Step 3: Update Pipeline
- Import DatabaseStorageService in summary_pipeline.py
- Add database save after successful completion
- Test with a real video URL
Step 4: Update API
- Create new router for summary management
- Add endpoints for listing and retrieving
- Update main.py to include new router
Step 5: Test Integration
# Test frontend flow
curl -X POST http://localhost:8000/api/process \
-H "Content-Type: application/json" \
-d '{"video_url": "https://youtube.com/watch?v=test"}'
# Check CLI sees it
python3 backend/interactive_cli.py
# Choose option 2 (List Summaries)
Step 6: Frontend Updates
- Add history page using new API endpoints
- Update dashboard to show recent summaries
- Add search/filter capabilities
Benefits of This Integration
- Single Source of Truth: All summaries in one database
- Cross-Interface Visibility: Frontend and CLI see same data
- Better Analytics: Query across all summaries easily
- User Tracking: Associate summaries with users
- Search Capabilities: Full-text search across all summaries
- Audit Trail: Track creation source and timestamps
- Scalability: Easy to migrate to PostgreSQL later
Backward Compatibility
Option 1: Dual Storage (Recommended Initially)
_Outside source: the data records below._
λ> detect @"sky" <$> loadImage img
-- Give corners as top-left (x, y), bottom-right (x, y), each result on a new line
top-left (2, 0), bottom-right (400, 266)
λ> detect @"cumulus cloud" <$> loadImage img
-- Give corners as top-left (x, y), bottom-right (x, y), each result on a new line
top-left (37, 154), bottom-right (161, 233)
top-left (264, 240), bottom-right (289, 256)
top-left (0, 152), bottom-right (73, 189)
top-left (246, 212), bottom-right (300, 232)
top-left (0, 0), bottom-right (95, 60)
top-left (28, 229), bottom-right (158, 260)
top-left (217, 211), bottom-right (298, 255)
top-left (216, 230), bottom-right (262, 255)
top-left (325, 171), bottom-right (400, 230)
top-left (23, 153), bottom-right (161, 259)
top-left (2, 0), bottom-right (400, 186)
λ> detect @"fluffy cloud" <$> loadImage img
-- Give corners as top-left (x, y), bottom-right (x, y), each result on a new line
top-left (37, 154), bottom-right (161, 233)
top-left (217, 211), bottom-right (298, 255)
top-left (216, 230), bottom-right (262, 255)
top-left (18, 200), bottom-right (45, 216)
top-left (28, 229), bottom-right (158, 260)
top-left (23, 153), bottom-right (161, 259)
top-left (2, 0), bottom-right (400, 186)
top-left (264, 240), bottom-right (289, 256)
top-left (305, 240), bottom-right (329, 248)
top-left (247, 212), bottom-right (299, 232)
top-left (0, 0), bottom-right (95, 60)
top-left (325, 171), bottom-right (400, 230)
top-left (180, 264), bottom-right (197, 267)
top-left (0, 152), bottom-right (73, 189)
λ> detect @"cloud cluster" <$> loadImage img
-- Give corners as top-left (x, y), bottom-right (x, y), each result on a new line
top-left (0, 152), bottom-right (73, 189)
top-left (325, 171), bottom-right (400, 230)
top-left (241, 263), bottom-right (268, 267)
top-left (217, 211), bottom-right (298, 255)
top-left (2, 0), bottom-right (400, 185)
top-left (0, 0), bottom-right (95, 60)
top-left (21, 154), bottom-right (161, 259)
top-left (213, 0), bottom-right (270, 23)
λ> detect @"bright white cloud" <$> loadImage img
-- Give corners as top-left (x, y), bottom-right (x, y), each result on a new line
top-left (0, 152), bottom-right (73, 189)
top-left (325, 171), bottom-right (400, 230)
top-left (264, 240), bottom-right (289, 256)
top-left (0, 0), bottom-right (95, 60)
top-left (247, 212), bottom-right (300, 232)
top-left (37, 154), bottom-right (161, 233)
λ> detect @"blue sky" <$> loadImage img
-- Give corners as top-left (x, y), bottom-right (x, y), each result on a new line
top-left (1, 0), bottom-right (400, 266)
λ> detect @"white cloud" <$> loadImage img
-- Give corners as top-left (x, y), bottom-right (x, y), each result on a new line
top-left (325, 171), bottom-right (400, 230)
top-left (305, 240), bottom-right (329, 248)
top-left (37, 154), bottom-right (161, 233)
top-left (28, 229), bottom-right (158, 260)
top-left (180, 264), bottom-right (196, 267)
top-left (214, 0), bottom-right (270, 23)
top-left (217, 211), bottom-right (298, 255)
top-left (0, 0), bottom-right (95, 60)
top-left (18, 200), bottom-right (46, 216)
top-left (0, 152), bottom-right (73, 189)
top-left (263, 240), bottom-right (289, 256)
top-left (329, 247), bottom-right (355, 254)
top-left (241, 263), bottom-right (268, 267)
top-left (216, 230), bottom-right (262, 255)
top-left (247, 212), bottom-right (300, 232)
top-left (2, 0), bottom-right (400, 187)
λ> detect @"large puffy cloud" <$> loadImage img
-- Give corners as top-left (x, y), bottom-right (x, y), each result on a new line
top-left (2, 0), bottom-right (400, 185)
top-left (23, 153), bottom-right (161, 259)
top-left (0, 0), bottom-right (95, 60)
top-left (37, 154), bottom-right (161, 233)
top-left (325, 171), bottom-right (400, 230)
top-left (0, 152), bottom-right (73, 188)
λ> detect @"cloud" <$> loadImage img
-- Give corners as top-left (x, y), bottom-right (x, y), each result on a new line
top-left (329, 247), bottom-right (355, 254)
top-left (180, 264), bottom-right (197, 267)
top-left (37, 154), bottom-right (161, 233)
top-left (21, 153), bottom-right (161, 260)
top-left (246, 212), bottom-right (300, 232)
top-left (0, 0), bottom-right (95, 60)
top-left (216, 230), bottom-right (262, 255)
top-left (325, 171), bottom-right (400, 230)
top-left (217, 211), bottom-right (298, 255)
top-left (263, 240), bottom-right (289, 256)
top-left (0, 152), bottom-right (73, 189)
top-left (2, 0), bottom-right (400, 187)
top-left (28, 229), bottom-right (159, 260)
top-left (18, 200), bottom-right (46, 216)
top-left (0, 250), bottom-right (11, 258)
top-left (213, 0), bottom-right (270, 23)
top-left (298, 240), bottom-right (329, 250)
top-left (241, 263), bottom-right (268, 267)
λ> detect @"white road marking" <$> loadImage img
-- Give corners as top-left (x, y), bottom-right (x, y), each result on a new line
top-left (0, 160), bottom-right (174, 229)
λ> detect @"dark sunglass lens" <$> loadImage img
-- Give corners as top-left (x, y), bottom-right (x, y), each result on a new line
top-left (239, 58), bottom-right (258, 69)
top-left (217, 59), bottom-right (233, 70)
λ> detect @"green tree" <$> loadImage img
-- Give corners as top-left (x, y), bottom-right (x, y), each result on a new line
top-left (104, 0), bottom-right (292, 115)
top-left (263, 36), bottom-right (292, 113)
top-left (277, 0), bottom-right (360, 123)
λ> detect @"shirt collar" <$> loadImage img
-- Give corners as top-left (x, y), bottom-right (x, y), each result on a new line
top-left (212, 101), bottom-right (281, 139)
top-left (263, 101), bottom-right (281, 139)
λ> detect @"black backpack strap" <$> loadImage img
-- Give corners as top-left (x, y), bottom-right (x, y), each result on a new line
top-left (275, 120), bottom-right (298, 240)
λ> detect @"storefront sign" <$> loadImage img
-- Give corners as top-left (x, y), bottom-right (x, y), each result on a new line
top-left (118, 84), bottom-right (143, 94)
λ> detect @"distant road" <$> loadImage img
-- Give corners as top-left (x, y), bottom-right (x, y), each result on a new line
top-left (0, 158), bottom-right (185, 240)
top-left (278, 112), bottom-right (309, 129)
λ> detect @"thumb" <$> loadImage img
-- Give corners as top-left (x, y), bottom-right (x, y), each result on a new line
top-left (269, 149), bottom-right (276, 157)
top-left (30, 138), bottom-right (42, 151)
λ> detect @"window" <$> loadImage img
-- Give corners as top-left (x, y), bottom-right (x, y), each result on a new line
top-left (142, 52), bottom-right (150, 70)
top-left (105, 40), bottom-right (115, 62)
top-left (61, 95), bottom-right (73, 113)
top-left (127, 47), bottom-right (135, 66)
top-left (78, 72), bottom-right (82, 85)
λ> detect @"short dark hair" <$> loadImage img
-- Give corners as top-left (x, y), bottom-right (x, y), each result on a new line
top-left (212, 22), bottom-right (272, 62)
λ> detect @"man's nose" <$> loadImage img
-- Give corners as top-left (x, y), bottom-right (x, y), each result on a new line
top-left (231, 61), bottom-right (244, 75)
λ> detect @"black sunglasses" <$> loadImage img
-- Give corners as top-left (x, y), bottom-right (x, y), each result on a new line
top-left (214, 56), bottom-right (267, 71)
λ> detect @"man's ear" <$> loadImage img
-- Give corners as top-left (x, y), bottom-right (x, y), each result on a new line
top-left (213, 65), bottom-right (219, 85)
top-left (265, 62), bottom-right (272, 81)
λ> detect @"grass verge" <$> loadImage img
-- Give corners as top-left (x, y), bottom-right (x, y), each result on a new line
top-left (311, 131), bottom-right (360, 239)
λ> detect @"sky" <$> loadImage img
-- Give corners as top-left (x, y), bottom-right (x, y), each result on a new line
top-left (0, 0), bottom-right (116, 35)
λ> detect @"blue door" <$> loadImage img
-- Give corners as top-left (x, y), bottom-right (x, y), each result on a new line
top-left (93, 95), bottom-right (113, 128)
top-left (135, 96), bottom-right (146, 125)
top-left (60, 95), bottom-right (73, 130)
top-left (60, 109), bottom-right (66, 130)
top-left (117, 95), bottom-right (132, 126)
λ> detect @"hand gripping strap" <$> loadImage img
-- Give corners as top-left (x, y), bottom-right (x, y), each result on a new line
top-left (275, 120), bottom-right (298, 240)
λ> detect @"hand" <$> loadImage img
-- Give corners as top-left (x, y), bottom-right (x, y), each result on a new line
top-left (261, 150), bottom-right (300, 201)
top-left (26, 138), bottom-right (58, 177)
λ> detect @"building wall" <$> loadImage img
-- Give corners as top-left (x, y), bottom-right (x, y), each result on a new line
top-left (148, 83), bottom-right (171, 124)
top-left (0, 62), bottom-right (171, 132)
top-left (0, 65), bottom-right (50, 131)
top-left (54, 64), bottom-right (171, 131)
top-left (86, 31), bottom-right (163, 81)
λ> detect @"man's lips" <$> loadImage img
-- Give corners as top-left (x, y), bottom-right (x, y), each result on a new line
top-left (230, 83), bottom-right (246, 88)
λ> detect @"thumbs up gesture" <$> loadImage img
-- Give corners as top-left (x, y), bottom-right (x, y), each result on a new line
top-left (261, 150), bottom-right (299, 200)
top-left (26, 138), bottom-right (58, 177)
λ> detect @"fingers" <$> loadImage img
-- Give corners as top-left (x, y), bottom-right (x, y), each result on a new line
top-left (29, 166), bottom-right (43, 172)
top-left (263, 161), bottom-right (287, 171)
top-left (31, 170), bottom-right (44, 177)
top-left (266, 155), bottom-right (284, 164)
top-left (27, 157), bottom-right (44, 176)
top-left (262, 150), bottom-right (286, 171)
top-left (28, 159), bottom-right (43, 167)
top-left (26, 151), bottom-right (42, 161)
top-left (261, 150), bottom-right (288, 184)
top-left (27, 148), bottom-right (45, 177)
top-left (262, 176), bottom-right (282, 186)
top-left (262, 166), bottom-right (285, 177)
- Keep file storage for existing integrations
- Write to both database and files
- Gradually deprecate file storage
Option 2: File Storage as Cache
- Database as primary storage
- Files for export/backup only
- Periodic sync from DB to files
Testing Plan
Unit Tests
def test_database_storage_service():
service = DatabaseStorageService()
result = create_mock_pipeline_result()
saved = service.save_summary_to_db(result)
assert saved.id is not None
assert saved.video_id == result.video_id
Integration Tests
def test_frontend_to_cli_flow():
# Create via API
response = client.post("/api/process", json={...})
job_id = response.json()["job_id"]
# Wait for completion
summary = wait_for_summary(job_id)
# Verify in database
db_summary = session.query(Summary).filter_by(
video_id=summary["video_id"]
).first()
assert db_summary is not None
Migration Timeline
| Phase | Task | Duration | Priority |
|---|---|---|---|
| 1 | Create DatabaseStorageService | 2 hours | High |
| 2 | Update SummaryPipeline | 1 hour | High |
| 3 | Add API endpoints | 2 hours | High |
| 4 | Test integration | 1 hour | High |
| 5 | Migrate existing data | 1 hour | Medium |
| 6 | Update frontend | 2 hours | Medium |
| 7 | Add search features | 2 hours | Low |
| 8 | Documentation | 1 hour | Medium |
Total Estimated Time: 8-12 hours for full implementation
Quick Win Implementation (2 hours)
For immediate results with minimal changes:
- Add one line to SummaryPipeline to save to database
- CLI automatically sees new summaries
- No frontend changes needed initially
# Quick fix in summary_pipeline.py
if result.status == "completed":
# Add this line
SummaryManager().save_summary(result.__dict__)
# Existing code continues...
This provides immediate integration while planning the full implementation.
Next Steps
- Review and approve this plan
- Create feature branch:
git checkout -b feature/unified-storage - Implement Phase 1 (DatabaseStorageService)
- Test with both frontend and CLI
- Gradually implement remaining phases
Questions to Consider
- Should we keep file storage for backward compatibility?
- Do we need user authentication before associating summaries?
- Should we add an admin interface for managing all summaries?
- What retention policy for old summaries?
- Should we add export/import capabilities?
This plan ensures that summaries created through any interface (Frontend, CLI, or API) are visible everywhere, providing a seamless user experience.